Pig Latin basics in Hadoop - Time & Space Complexity
We want to understand how the time to run Pig Latin scripts changes as the data size grows.
How does the script's work increase when we have more data?
Analyze the time complexity of the following Pig Latin script.
data = LOAD 'input' AS (name:chararray, age:int);
adults = FILTER data BY age >= 18;
grouped = GROUP adults BY name;
counts = FOREACH grouped GENERATE group, COUNT(adults);
STORE counts INTO 'output';
This script loads data, filters adults, groups by name, counts adults per name, and stores the result.
Identify the loops, recursion, array traversals that repeat.
- Primary operation: Scanning all rows to filter and group data.

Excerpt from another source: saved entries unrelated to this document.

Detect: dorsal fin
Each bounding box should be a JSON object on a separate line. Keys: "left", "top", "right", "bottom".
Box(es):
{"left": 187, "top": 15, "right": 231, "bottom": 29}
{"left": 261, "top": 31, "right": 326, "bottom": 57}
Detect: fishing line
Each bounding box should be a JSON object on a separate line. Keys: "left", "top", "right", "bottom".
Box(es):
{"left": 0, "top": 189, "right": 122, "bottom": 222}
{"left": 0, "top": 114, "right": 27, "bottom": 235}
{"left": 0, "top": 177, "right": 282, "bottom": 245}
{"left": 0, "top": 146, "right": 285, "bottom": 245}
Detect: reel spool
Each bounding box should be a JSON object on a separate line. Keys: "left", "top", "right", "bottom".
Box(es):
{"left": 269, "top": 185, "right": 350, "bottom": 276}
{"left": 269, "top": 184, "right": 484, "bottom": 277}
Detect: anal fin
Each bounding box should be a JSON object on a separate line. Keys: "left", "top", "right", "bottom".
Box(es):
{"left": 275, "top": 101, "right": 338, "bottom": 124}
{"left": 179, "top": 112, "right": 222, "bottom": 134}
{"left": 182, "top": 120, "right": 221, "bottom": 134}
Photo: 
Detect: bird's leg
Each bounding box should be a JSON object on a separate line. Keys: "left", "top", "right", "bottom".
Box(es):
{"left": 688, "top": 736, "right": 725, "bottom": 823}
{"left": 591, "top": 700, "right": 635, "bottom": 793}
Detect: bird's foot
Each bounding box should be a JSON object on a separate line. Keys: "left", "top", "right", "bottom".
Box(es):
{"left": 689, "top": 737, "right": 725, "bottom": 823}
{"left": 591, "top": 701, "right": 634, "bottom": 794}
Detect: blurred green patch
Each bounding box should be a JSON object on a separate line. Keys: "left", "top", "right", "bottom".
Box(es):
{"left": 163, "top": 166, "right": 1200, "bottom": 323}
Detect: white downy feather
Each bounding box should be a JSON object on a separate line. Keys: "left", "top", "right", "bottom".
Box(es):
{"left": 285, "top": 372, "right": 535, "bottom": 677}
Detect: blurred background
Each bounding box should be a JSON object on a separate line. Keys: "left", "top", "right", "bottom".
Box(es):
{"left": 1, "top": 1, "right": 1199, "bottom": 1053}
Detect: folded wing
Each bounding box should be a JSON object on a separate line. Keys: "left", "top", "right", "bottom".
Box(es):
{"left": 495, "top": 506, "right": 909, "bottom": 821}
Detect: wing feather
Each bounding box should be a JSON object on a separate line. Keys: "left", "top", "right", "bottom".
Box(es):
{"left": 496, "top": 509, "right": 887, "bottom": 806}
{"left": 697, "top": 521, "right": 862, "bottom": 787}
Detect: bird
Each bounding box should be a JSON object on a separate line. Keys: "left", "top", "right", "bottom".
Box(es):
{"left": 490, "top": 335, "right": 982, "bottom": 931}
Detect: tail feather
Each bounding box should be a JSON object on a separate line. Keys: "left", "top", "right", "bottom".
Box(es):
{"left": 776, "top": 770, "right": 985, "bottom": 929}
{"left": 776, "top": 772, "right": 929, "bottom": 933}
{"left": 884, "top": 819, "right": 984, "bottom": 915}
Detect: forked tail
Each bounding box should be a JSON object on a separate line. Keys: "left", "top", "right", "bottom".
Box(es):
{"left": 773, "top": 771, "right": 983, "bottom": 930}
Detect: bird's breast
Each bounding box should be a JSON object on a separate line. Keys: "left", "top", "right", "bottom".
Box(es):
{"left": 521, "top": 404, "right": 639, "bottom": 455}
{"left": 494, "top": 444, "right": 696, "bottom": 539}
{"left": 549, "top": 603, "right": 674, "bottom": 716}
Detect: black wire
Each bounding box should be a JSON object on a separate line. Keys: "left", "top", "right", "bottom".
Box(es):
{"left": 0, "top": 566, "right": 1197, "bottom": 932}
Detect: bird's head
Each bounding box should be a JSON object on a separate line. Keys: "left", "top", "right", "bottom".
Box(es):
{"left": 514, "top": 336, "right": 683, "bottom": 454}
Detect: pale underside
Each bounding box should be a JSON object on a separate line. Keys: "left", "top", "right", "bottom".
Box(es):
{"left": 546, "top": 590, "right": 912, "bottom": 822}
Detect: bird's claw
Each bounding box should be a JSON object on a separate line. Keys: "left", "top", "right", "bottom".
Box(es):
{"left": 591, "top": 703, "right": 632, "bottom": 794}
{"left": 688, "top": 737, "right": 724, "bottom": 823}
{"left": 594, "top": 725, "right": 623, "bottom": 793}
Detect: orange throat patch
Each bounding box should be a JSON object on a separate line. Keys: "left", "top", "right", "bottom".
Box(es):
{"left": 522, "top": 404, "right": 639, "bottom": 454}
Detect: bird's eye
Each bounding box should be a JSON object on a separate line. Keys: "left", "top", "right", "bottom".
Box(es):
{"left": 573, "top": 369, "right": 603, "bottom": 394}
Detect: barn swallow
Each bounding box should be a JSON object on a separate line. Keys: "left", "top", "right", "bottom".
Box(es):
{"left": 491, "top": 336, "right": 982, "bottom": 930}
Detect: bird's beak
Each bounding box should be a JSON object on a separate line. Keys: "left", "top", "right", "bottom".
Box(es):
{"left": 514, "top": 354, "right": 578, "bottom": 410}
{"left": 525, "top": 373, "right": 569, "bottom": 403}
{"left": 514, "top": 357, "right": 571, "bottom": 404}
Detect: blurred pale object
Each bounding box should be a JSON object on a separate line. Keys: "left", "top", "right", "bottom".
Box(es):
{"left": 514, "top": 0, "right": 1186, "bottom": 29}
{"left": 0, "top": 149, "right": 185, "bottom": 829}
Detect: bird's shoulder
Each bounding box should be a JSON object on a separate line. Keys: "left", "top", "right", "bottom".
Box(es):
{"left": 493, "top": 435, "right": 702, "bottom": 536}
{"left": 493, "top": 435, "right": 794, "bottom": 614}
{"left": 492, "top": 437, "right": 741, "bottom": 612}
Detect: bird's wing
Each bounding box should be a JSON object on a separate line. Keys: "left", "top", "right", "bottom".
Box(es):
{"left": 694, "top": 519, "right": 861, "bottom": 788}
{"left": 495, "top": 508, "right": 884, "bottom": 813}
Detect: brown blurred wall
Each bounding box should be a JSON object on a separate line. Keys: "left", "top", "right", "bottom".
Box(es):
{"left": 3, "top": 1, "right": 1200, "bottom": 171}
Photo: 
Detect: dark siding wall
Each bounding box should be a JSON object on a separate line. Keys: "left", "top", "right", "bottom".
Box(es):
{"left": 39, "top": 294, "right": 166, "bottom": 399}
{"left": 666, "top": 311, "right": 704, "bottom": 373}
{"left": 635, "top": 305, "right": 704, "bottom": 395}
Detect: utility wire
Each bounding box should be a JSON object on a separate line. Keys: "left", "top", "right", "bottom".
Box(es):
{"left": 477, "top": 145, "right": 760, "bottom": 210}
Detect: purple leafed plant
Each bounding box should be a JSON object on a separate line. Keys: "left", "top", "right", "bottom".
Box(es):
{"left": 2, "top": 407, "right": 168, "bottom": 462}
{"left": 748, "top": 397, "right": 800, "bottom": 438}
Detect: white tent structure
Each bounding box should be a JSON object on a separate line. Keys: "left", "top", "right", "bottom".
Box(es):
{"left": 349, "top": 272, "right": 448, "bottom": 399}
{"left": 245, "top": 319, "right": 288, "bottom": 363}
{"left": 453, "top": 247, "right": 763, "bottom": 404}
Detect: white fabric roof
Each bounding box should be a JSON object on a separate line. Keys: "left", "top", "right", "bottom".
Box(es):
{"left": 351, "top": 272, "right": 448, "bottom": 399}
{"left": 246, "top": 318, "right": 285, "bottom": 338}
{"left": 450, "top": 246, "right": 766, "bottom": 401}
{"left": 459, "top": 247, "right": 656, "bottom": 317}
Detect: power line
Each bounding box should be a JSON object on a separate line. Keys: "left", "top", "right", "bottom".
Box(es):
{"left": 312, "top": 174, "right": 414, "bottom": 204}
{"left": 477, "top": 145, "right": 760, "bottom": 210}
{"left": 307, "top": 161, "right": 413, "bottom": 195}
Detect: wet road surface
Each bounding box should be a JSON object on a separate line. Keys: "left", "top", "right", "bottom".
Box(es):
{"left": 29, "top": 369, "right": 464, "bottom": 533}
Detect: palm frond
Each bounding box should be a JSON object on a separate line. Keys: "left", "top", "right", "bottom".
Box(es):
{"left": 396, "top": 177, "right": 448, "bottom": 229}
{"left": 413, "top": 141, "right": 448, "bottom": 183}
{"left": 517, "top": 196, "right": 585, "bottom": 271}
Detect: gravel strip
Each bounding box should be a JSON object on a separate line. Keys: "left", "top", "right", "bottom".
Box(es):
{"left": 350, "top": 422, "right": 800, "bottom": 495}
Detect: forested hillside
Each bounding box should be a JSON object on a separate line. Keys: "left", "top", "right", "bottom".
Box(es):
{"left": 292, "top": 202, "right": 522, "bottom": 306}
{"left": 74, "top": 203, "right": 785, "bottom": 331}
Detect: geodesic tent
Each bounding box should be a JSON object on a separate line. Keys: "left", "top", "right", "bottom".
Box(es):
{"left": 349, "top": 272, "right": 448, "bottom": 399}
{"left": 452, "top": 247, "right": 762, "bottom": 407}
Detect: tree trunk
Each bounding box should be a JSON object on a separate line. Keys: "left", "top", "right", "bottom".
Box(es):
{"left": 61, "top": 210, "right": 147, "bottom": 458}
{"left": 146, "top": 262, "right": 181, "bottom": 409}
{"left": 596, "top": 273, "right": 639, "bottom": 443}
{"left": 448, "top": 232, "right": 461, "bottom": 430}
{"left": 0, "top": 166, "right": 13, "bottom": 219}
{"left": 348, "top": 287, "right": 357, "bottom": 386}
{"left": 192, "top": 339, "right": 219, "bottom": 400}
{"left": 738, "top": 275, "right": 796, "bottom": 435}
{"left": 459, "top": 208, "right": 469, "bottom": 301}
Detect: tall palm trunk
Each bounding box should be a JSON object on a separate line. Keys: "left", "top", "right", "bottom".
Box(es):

- How many times: Each row is processed once during filtering and once during grouping.
As the number of rows grows, the script processes each row in steps like filtering and grouping.
| Input Size (n) | Approx. Operations |
|---|---|
| 10 | About 20 operations (filter + group) |
| 100 | About 200 operations |
| 1000 | About 2000 operations |
Pattern observation: Operations grow roughly in direct proportion to input size.
Time Complexity: O(n)
This means the time to run the script grows linearly as the data size grows.
[X] Wrong: "Grouping data takes constant time no matter how big the data is."
[OK] Correct: Grouping must look at each row to organize it, so it takes more time as data grows.
Understanding how data size affects Pig Latin scripts helps you explain your approach clearly and shows you know how big data tools work.
"What if we added a nested FOREACH inside the grouping step? How would the time complexity change?"